For almost three centuries in the developed world, we have continuously and wantonly destroyed vast areas of precious habitat for numerous species. We have clear cut forests, sliced the tops off mountains, broken open the earth to mine minerals, exploded atomic weapons, spewed mercury and carbon into our air, drilled for oil, sprayed pesticides at will and filled the oceans with plastics, to name just a few environmental atrocities.

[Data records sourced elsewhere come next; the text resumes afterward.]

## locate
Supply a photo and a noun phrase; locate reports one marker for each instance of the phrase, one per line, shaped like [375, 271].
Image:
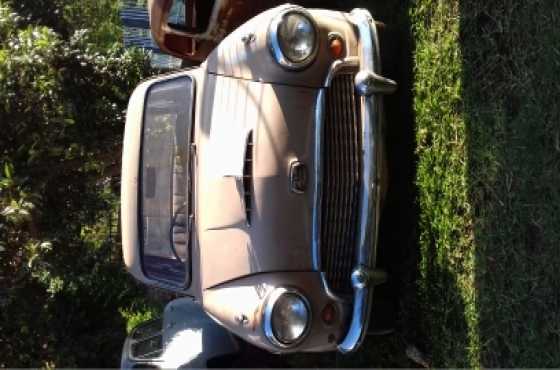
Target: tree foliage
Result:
[63, 93]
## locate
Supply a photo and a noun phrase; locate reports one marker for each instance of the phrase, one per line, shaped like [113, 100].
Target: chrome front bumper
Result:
[370, 86]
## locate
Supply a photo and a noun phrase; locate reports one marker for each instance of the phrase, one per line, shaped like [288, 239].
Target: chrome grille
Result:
[341, 180]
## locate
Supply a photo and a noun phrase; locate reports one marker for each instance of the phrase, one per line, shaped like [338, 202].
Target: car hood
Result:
[248, 220]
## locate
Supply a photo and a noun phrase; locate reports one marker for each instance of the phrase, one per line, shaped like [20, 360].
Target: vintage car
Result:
[253, 183]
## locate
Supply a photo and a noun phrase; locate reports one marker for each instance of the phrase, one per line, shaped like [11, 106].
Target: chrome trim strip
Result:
[318, 182]
[267, 316]
[370, 187]
[274, 43]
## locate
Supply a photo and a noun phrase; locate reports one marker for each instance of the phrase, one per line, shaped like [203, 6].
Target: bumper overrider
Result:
[370, 86]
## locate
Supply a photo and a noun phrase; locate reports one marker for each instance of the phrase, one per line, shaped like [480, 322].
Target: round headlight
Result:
[287, 317]
[293, 39]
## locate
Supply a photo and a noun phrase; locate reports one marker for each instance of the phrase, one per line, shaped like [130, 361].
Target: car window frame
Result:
[167, 283]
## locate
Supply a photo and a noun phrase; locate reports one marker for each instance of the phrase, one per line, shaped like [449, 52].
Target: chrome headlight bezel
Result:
[275, 45]
[270, 303]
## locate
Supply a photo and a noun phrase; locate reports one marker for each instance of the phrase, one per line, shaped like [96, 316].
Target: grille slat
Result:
[341, 166]
[248, 178]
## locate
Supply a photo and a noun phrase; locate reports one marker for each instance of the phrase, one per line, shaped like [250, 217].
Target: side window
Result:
[164, 186]
[191, 16]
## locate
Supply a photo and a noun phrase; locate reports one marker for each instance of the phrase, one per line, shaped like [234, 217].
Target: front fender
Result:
[189, 337]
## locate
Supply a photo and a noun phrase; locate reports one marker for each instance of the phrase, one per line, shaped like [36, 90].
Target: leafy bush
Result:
[63, 97]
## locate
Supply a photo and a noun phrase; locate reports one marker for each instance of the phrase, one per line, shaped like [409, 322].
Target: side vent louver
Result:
[248, 178]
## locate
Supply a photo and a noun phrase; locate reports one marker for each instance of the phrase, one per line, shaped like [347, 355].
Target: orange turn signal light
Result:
[336, 46]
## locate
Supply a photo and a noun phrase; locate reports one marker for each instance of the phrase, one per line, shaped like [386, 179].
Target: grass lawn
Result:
[474, 218]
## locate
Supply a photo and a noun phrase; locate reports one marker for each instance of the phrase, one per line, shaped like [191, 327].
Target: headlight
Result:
[286, 317]
[293, 38]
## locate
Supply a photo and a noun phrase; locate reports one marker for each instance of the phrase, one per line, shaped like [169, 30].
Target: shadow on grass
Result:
[510, 53]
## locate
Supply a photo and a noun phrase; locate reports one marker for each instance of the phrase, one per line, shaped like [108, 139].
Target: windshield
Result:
[164, 186]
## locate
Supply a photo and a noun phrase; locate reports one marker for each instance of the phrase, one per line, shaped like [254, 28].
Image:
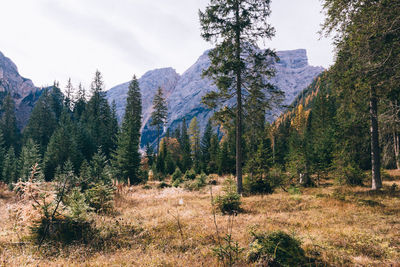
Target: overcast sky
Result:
[55, 39]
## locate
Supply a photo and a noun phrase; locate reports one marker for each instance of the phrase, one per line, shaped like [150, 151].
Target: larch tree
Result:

The toxic mess these activities leave behind has been dumped into rivers, streams, lakes and oceans, or on the lands where the less influential and powerful amongst us live — in the United States almost always in communities of color or on Native American reservations.

One of the worst offenders on this list is nuclear waste. In keeping with our heedless irresponsibility we have kept making lethal radioactive waste without the slightest idea how to safely manage or store it for the longterm. For years, barrels of the stuff were dumped into the sea, until a 1994 amendment to the London Dumping Convention, put an end to it.

A timeline of the London Dumping Convention, courtesy of the International Maritime Organization.

But of course the nuclear industry found a way around this. Routine liquid discharges through a pipe circumvented this law. Institutions such as the LaHague reprocessing site on the northern French coast, have discharged radioactive liquids (and gases) for decades. Didier Anger, the now retired expert activist on the environmental crimes at La Hague, uses this history to warn us urgently and eloquently of the folly of discharging nuclear waste into our oceans.

At times, the liquid wastes from La Hague, measured at the discharge point by vigilant groups such as Greenpeace, could have been classified as high-level radioactive waste that would normally require a deep geological repository. 

As we approach the moment when radioactive liquids are once more poured into the sea, this time in Japan, imposing a toxic burden on the creatures who are already struggling to survive there, we must ask whether human beings have some sort of divine right of kings to trash the habitat of other living things? 

The answer should surely be ‘no’. That humans can generate a radioactive mess and “dispose” of it into some other creatures’ habitat, poisoning their environment is, frankly, both arrogant and abhorrent.

We have already done this everywhere and it has come with a terrible price to other creatures as well as to ourselves. The destruction and contamination of habitat has led to mass extinctions. The US has lost three billion birds since 1970. That’s one in four birds. We may have thought the birds were back in abundance during the start of the covid pandemic, but that was just us hearing what’s left of them more clearly, in the quiet of lockdown.

Bees, who perform around 80% of all pollination, are dying out and hives collapsing, all due to human activities. These include pesticides, drought, habitat destruction, nutrition deficit, air pollution, and, of course, the climate crisis.

Absent these and other essential members of the web of life, our own extinction is not far behind.

We need to stop this behavior and we need to stop it now. We should do it not only for ourselves but for the countless innocent creatures who should not be expected to offer up their homes as our dustbins.

Loading up the Pacific Ocean with liquid radioactive waste — whether it dilutes and disperses or not — is a crime of immorality representative of so many that have come before. If we are truly to change our plundering, polluting and profligate ways, banning the radioactive water dump at Fukushima would be an excellent place to start.

Linda Pentz Gunter is the international specialist at Beyond Nuclear and writes for and curates Beyond Nuclear International.